Probabilistic graphical models such as Markov random fields provide a powerful framework and tools for machine learning, especially for structured output learning. Latent variables naturally exist in many applications of these models; they may arise from partially labeled data, or be introduced to enrich model flexibility. However, the presence of latent variables presents challenges for learning and inference.
For example, the standard approach of using maximum a posteriori (MAP) prediction is complicated by the fact that, in latent variable models (LVMs), we typically want to first marginalize out the latent variables, leading to an inference task called marginal MAP. Unfortunately, marginal MAP prediction can be NP-hard even on relatively simple models such as trees, and few methods have been developed in the literature. This thesis presents a class of variational bounds for marginal MAP that generalizes the popular dual-decomposition method for MAP inference, and enables an efficient block coordinate descent algorithm to solve the corresponding optimization. Similarly, when learning LVMs for structured prediction, it is critically important to maintain the effect of uncertainty over latent variables by marginalization. We propose the marginal structured SVM, which uses marginal MAP inference to properly handle that uncertainty inside the framework of max-margin learning.

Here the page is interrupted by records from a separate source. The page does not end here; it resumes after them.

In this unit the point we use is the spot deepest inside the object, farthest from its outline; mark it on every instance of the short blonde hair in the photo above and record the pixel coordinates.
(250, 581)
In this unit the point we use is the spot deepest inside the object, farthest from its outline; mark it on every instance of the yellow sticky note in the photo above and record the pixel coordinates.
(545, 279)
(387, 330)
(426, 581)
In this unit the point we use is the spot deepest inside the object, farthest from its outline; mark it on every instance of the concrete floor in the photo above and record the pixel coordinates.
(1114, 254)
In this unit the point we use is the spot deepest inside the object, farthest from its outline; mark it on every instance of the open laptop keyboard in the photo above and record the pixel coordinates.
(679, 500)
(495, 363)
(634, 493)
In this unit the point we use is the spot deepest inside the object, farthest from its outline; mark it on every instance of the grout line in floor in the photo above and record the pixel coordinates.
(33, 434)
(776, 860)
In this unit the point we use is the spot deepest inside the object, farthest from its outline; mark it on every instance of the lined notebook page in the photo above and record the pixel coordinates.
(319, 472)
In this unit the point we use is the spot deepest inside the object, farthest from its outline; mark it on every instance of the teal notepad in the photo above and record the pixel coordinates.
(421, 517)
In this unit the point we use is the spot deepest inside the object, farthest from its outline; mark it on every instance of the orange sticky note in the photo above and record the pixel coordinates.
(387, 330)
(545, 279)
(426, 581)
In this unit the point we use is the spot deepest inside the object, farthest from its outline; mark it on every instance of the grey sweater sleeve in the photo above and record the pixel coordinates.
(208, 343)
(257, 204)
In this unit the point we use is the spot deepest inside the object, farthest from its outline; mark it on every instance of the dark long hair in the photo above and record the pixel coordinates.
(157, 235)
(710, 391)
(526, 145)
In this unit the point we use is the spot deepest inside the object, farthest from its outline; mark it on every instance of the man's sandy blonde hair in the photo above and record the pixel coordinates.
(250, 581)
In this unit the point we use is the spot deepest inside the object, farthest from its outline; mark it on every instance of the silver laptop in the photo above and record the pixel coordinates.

We then turn our attention to an important subclass of latent variable models, restricted Boltzmann machines (RBMs). RBMs are two-layer latent variable models that are widely used to capture complex distributions of observed data, including as building block for deep probabilistic models. One practical problem in RBMs is model selection: we need to determine the hidden (latent) layer size before performing learning. We propose an infinite RBM model and apply the Frank-Wolfe algorithm to solve the resulting learning problem. The resulting algorithm can be interpreted as inserting a hidden variable into a RBM model at each iteration, to easily and efficiently perform model selection during learning. We also study the role of approximate inference in RBMs and conditional RBMs. In particular, there is a common assumption that belief propagation methods do not work well on RBM-based models, especially for learning. In contrast, we demonstrate that for conditional models and structured prediction, learning RBM-based models with belief propagation and its variants can provide much better results than the state-of-the-art contrastive divergence methods.